Non serve per andare altrove, per evadere o creare nuove illusioni, ma è la necessità di vivere nel quotidiano attraverso il corpo. E’ accedere al mistero e accendere i fuochi spirituali del corpo, attivare la trasformazione alchemica attraverso i Cieli nel Corpo Spiritualizzato.
Quando sei qui, i piedi ben appoggiati a terra, ne percepisci il sostegno, la forza da sotto, la stabilità; senti salire le energie telluriche lungo le gambe, lungo la spina dorsale, l’addome fino al petto; e poi sale alla gola, la fronte e la testa comincia a pulsare; sfrigola il capo; la nuca batte a ritmo del cuore.
Percepisci una grande fisicità e al contempo un’espansa percezione di tutto ciò che circonda; i sensi sono vigili e attenti al visibile e all’invisibile. Tu sei e sai. Puoi scorgere, vedere e sentire oltre la visione e percezione dei sensi; la memoria personale si fonde con la sconosciuto che diventa memoria viva e attuale.

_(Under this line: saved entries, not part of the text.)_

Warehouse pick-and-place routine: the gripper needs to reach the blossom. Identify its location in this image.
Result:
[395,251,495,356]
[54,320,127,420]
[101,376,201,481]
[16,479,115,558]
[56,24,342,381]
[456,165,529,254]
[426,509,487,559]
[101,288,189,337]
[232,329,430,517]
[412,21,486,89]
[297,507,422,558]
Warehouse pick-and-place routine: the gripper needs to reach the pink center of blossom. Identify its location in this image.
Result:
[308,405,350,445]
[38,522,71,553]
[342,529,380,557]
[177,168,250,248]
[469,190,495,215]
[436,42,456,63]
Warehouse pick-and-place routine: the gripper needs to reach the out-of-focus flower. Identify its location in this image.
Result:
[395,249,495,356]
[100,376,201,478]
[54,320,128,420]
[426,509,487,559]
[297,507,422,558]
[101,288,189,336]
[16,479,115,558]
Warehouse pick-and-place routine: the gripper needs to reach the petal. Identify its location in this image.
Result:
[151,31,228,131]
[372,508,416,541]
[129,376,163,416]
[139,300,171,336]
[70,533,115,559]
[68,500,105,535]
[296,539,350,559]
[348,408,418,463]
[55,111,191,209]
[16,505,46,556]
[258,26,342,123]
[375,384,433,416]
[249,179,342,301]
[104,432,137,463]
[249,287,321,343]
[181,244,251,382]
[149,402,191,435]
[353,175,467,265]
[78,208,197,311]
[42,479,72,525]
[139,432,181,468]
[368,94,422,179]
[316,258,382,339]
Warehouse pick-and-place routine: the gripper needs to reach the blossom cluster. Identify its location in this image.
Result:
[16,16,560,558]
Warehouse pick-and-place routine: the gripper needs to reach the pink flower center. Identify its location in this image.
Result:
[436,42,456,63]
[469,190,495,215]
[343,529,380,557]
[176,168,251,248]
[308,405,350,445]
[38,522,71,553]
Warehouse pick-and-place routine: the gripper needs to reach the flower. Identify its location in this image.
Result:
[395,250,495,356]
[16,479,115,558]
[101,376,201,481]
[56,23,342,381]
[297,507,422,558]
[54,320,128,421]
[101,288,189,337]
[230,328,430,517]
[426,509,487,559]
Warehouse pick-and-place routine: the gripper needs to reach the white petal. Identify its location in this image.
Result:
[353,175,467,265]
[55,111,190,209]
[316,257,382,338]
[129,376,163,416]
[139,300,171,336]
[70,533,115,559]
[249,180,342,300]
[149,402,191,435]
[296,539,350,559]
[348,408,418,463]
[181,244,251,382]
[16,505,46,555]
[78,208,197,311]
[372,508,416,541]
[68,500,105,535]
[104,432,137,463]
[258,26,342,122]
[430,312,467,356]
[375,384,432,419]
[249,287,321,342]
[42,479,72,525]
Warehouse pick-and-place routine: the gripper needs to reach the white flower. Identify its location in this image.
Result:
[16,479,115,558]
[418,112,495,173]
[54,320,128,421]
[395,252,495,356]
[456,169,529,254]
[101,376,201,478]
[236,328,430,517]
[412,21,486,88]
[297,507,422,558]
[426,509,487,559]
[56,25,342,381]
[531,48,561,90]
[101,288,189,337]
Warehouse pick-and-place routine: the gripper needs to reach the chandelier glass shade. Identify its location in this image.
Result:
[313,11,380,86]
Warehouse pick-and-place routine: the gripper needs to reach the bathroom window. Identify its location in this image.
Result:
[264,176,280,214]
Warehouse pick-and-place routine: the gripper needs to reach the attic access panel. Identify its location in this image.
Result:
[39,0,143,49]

Ora conosci gli inganni della tua mente: le illusioni di essere sopra o altrove. Tu sei, devi essere presente, attento, lucido nel corpo; solo così spiritualizzi la tua vita, la tua materia.
E l’energia, mentre sale, si apre a nuove conoscenze; scende, concretizzando le qualità dello Spirito e tu sei connesso.